The L2 cache shown above is 512KB in total, divided into four 128KB "slices," each with 128 bits of bandwidth per clock cycle. That adds up to double the per-cycle bandwidth of the GF114 or 30% more than the biggest Fermi, the GF110. The rest of the specifics are in the table below, with the relevant comparisons to other GPUs.

ROP
pixels/
clock
Texels
filtered/
clock
(int/fp16)
Shader
ALUs
Rasterized
triangles/
clock
Memory
interface
width (bits)
Estimated
transistor
count
(Millions)
Die size
(mm²)
Fabrication
process node
GF114 32 64/64 384 2 256 1950 360 40 nm
GF110 48 64/64 512 4 384 3000 520 40 nm
GK104 32 128/128 1536 4 256 3500 294 28 nm
Cypress 32 80/40 1600 1 256 2150 334 40 nm
Cayman 32 96/48 1536 2 256 2640 389 40 nm
Pitcairn 32 80/40 1280 2 256 2800 212 28 nm
Tahiti 32 128/64 2048 2 384 4310 365 28 nm

In terms of basic, per-clock rates, the GK104 stacks up reasonably well against today's best graphics chips. However, if the name "GK104" isn't enough of a clue for you, have a look at some of the vitals. This chip's memory interface is only 256 bits wide, all told, and its die size is smaller than the middle-class GF114 chip that powers the GeForce GTX 560 series. The GK104 is also substantially smaller, and comprised of fewer transistors, than the Tahiti GPU behind AMD's Radeon HD 7900 series cards. Although the product based on it is called the GeForce GTX 680, the GK104 is not a top-of-the-line, reticle-busting monster. For the Kepler generation, Nvidia has chosen to bring a smaller chip to market first.

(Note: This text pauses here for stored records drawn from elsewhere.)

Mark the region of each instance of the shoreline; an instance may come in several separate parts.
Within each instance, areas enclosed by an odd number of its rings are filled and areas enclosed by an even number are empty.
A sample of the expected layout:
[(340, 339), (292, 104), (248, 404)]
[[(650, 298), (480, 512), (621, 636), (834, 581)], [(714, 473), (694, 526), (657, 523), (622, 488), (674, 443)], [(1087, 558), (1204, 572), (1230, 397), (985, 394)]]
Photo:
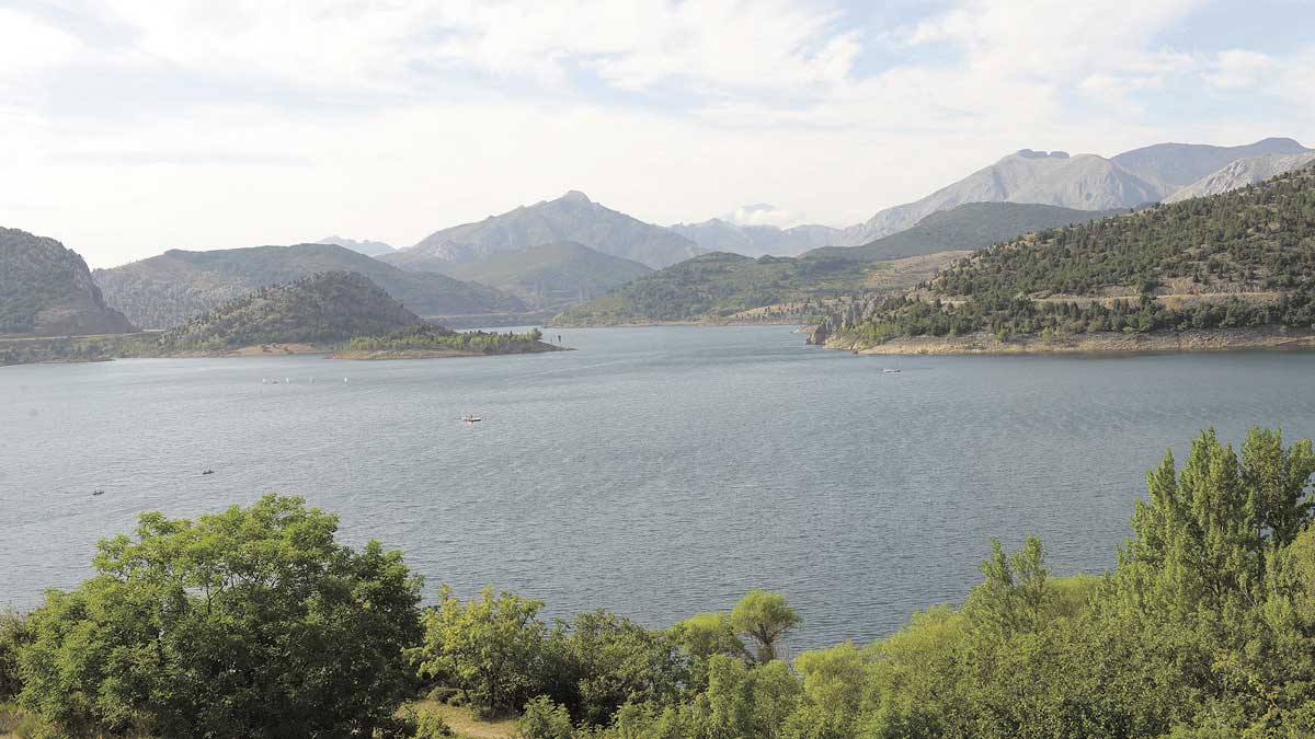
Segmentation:
[(1278, 329), (1222, 329), (1174, 333), (1122, 334), (1105, 331), (1069, 337), (1011, 337), (993, 334), (965, 337), (901, 337), (867, 346), (844, 335), (828, 338), (825, 348), (877, 355), (1015, 355), (1015, 354), (1147, 354), (1239, 350), (1311, 350), (1315, 331)]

Die shot of the GK104. Source: Nvidia.


The GK104 poses, no duckface, next to a quarter for scale

Although Nvidia won't officially confirm it, there is surely a bigger Kepler in the works. The GK104 is obviously more tailored for graphics than GPU computing, and GPU computing is an increasingly important market for Nvidia. The GK104 can handle double-precision floating-point data formats, but it only does so at 1/24th the rate it processes single-precision math, just enough to maintain compatibility. Nvidia has suggested there will be some interesting GPU-computing related announcements during its GTC conference in May, and we expect the details of the bigger Kepler to be revealed at that point. Our best guess is that the GK100, or whatever it's called, will be a much larger chip, presumably with six 64-bit memory interfaces and 768KB of L2 cache. We wouldn't be surprised to see its SM exchange those 32-wide execution units for 16-wide units capable of handling double-precision math, leaving it with a total of 128 ALUs per SM. We'd also expect full ECC protection for all local storage and off-chip memory, just like the GF110.

The presence of a larger chip at some point in Nvidia's future doesn't mean the GK104 lacks for power. Although it "only" has four 64-bit memory controllers, this chip's memory interface is probably the most notable change outside of the SMX. As Danskin very carefully put it, "Fermi, our memory wasn't as fast as it could have been. This is, in fact, as fast as it could be." The interface still supports GDDR5 memory, but data rates are up from about 4 Gbps in the Fermi products to 6 Gbps in the GeForce GTX 680. As a result, the GTX 680 is able essentially to match the GeForce GTX 580 in total memory bandwidth, at 192 GB/s, while having a 50% narrower data path.

The other novelty in the GK104 is Nvidia's first PCI Express 3.0-compatible interconnect, which doubles the peak data rate possible for GPU-to-host communication. We don't expect major performance benefits for graphics workloads from this faster interface, but it could matter in multi-GPU scenarios or for GPU computing applications.